Jason Healey is a Senior Research Scholar at Columbia University’s School of International and Public Affairs (SIPA). He is the editor of the first history of conflict in cyberspace, A Fierce Domain: Cyber Conflict from 1986 to 2012 and co-author of Cyber Security Policy Guidebook. He started his career in the U.S. Air Force, where he was the founding member of the world’s first joint cyber warfighting unit, the Computer Network Defense. He was Director for Cyber Infrastructure Protection at the White House from 2003 to 2005, and vice chairman of the Financial Services Information Sharing and Analysis Center at Goldman Sachs. He has taught at Georgetown University and Johns Hopkins School of Advanced International Studies.

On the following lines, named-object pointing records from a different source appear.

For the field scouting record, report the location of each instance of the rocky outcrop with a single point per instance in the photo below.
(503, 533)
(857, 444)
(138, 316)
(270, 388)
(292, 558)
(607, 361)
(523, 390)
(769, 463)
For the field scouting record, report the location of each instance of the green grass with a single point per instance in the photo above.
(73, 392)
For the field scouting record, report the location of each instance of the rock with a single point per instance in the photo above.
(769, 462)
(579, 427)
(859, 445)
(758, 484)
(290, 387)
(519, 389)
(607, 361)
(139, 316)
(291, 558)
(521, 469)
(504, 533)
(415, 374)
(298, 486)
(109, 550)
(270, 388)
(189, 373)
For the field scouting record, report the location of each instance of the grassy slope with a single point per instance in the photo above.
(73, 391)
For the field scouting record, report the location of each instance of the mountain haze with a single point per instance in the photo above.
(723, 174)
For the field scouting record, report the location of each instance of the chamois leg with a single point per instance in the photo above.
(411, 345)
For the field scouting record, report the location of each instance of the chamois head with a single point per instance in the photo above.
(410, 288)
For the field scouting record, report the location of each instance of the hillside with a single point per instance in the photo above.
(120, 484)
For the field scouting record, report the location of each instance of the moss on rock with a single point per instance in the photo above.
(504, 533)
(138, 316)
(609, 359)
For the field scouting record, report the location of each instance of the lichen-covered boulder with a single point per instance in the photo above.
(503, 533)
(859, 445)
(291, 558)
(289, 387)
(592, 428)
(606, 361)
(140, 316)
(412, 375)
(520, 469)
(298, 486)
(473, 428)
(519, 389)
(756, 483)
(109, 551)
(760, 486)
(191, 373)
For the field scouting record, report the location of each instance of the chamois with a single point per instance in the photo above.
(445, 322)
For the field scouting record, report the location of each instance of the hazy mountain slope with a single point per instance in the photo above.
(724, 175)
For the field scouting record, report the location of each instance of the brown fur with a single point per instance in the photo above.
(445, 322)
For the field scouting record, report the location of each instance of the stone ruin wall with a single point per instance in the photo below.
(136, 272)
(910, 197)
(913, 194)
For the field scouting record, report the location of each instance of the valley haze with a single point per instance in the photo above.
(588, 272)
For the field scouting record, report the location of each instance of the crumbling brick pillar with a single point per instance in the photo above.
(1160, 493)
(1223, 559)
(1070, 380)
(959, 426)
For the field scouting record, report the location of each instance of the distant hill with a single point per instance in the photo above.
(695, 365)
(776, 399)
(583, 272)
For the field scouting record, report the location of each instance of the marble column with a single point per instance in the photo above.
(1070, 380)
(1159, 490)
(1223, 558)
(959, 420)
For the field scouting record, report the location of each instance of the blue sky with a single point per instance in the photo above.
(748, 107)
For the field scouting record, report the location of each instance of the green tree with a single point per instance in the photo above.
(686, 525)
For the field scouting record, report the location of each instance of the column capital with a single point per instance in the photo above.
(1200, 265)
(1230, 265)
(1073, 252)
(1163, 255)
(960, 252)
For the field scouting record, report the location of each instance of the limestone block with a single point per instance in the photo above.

Prior to joining SIPA, Healey was the founding director of the Cyber Statecraft Initiative at the Atlantic Council, where he remains a senior fellow. Healey is currently the president of the Cyber Conflict Studies Association, and has published over a hundred articles and essays. Healey has recently put together the New York Cyber Task Force for a SIPA report titled, ‘Building a Defensible Cyberspace’. The interviews were conducted in Healey’s office in the first week of October, and have been edited for length and clarity.

Q: How did you first get into the cyber field?

A: While I was at the Air Force Academy, I turned down the pilot slot and instead applied for the intelligence one. At that time (shortly after the First Gulf War), a lot of things were happening within the Air Force intelligence. We had to protect our systems and eavesdrop on others in new ways. All the traditional tools of intelligence were becoming computerized. That’s how I got started.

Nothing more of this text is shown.